Friday, February 3, 2023

One of the things my wife has done is warn people NOT to recommend I go on an ocean cruise

My entire LIFE has been a cruise on Petro Chem Tours. The LAST thing I want to do is go on some kind of cruise boat.

The FIRST thing I would do is hunt down the skipper and tell him to give me a set of coveralls and put me to work, preferably in the bosun's locker or somewhere AND make sure I was welcome in the crew's mess ESPECIALLY if the crew was Filipino.

Of course I can hear the poor skipper saying, "But don't you want to enjoy the activities? Play shuffleboard or maybe enjoy a nice refreshing cocktail next to the pool? Or try your hand at gaming in our excellent casino?"

"How about NO? Just give me a watch to stand and let me eat with the crew."

"But our gourmet buffet is open and you could enjoy fine dining."

(Fine dining is a waste on me. I'd generally rather check out the meat loaf at Moe's Diner or something like that. Yes, really. Besides little diners like that generally make the best fries and shakes)

"Nah. You guys don't put enough grease in things, especially breakfasts. Hell, you don't even make a decent SOS!" 

Actually that wouldn't be too bad hanging out with a bunch of Filipinos and eating Filipino food. It kinda sounds like a pretty good time but I doubt the cruise line people would permit it.

Instead I'd have to dine in a dining area with a bunch of pretentious jerks and listen to how their wonderful son got into Hah-vud Medical school when most likely their little Einstein is sitting in the stir somewhere cooling his heels after his third drug related burglary arrest.

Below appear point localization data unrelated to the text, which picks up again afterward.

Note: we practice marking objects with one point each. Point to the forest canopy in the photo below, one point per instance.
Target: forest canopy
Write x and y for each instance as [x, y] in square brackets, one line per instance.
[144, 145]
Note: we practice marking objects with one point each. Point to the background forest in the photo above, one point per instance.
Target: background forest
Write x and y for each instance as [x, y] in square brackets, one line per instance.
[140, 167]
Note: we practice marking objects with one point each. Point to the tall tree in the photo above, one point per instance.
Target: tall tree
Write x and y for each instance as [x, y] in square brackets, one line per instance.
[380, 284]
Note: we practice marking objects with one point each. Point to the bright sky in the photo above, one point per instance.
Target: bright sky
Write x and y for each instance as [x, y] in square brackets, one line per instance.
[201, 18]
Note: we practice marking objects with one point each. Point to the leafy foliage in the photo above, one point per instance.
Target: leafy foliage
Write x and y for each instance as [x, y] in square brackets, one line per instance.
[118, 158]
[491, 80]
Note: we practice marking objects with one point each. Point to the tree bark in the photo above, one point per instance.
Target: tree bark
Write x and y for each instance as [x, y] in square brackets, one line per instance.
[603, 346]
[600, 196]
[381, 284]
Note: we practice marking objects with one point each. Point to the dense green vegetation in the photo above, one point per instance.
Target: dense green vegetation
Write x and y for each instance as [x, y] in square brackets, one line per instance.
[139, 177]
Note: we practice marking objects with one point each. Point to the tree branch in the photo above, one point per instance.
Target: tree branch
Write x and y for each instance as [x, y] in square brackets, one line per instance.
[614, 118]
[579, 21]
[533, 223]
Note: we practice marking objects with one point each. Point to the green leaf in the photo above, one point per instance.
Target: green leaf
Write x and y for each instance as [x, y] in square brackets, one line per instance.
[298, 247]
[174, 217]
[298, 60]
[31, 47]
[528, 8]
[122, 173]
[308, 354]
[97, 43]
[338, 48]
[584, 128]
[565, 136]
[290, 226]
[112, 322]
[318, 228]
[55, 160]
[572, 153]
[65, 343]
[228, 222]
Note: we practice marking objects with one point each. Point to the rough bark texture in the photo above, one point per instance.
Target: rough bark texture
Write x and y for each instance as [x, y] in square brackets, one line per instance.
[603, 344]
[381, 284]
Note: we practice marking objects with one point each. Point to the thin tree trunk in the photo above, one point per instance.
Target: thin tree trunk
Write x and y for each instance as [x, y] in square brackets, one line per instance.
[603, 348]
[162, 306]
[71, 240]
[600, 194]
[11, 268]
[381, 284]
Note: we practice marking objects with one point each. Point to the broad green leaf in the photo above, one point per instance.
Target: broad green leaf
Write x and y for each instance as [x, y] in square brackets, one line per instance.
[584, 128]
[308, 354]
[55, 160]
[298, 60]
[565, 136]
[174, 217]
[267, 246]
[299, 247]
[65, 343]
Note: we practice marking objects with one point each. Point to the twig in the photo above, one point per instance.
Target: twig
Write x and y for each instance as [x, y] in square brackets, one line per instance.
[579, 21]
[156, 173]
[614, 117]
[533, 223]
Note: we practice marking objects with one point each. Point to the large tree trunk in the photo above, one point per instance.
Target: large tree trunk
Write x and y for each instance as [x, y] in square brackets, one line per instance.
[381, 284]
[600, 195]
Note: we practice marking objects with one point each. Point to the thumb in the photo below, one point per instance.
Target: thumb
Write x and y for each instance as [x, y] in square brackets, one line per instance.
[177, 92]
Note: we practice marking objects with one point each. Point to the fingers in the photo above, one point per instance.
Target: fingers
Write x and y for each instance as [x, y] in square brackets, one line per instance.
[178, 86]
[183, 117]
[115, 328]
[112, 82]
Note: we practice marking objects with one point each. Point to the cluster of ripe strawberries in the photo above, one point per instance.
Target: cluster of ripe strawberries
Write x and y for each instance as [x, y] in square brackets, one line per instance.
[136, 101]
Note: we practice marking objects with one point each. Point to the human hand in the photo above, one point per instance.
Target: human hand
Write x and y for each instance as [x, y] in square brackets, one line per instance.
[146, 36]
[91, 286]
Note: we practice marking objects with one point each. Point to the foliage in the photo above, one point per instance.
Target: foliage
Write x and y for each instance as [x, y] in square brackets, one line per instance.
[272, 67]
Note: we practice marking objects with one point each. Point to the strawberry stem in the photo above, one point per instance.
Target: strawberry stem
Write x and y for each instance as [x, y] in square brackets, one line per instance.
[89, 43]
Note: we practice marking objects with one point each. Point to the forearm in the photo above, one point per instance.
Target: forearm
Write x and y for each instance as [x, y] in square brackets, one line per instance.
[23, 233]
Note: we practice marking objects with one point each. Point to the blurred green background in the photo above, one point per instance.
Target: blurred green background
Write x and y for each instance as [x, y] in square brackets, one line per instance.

I'd have to deal with the social director who would try and steer me to go and play Bingo with a bunch of fuddy-duddys when actually I'd probably rather get rip roaring drunk with some working stiff that feels the same way I do about things like that.

Or worse yet, picture finding out at the last minute that it's a Disney Cruise aimed at children and having someone wake you up to bring the kids (which I DON'T have) to the exciting Mickey Mouse Morning Extravaganza.

That happened to a friend of mine that went on one that was a Disney cruise and while he did have small children, they woke him up to bring the kids to whatever.

He blew a fuse and told her that (in so many words) he was going to sodomize her if she ever woke them up again.

My wife would go off like a skyrocket if I said something like that to somebody. His (immigrant) wife had a pretty good sense of humor over his conniption and said, "I bring camera!"

Of course they got to sleep in as they saw fit after that but who needs it?

Then you have the idiots afterwards that want to hear all about the wonderful time you had and you can't really tell anyone you spent it working in the bosun's locker or the engine room getting greasy or splicing a 9 inch deck line or six.

I'd probably say something like "I had a great time! Why I have not been in a knife fight in over 40 years!"